Un homme capable de profiter pleinement de la gastronomie française et des plaisirs de la table. Sans excès, mais sans culpabilité non plus.

C’est peut-être la formule la plus juste. Elle réconcilie les deux visages du portrait sans en gommer aucun.

Et elle rappelle une évidence qu’on oublie souvent en regardant les images officielles : derrière le costume et le protocole, il y a un homme.

Un homme de 48 ans qui aime le gibier, les grands crus, le cigare de fin de soirée, et qui a une trouille bleue d’avoir mauvaise haleine.

Une enquête qui en dit long sur notre époque

Reste une question. Pourquoi ces détails fascinent-ils autant ?

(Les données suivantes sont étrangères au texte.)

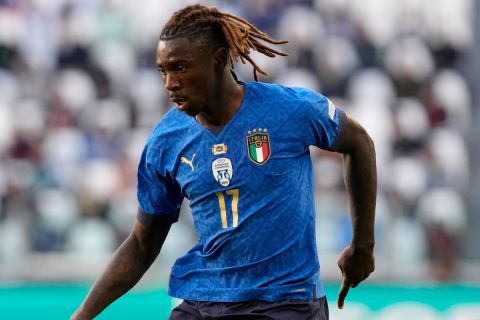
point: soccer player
(239, 151)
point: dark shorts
(252, 310)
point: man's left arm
(357, 260)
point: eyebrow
(173, 61)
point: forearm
(361, 183)
(126, 267)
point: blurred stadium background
(79, 93)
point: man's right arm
(128, 264)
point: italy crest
(258, 145)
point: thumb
(343, 292)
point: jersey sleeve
(324, 122)
(159, 196)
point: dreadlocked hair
(221, 30)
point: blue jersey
(251, 195)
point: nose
(171, 82)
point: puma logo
(189, 162)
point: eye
(180, 69)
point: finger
(343, 293)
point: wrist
(362, 245)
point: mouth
(179, 102)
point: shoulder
(172, 124)
(277, 92)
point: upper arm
(150, 237)
(354, 138)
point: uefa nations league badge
(222, 170)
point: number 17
(222, 204)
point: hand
(77, 315)
(356, 265)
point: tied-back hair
(221, 30)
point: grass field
(57, 301)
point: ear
(221, 57)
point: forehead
(177, 49)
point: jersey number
(222, 204)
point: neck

Parce qu’ils touchent à l’intime absolu. Le parfum, l’haleine, ce qu’on boit tard le soir : ce sont les zones les moins contrôlables de l’image publique.

La communication politique peut tout maîtriser. Les mots, les images, les angles de caméra, la lumière. Mais elle ne peut pas maîtriser une odeur.

C’est pour ça que ce type d’enquête est si précieux. Elle attrape le pouvoir par ce qu’il n’a pas pensé à cacher.

Et à l’arrivée, le portrait qui en sort est bien plus humain que tous les portraits officiels.

Un président qui a peur de sentir mauvais. Une Première dame qui va se coucher pour ne pas subir la fumée. Un huissier qui fait circuler des cigares dans un salon doré à minuit.

La France en une scène. Et vous ne regarderez plus jamais une photo officielle de l’Élysée de la même manière.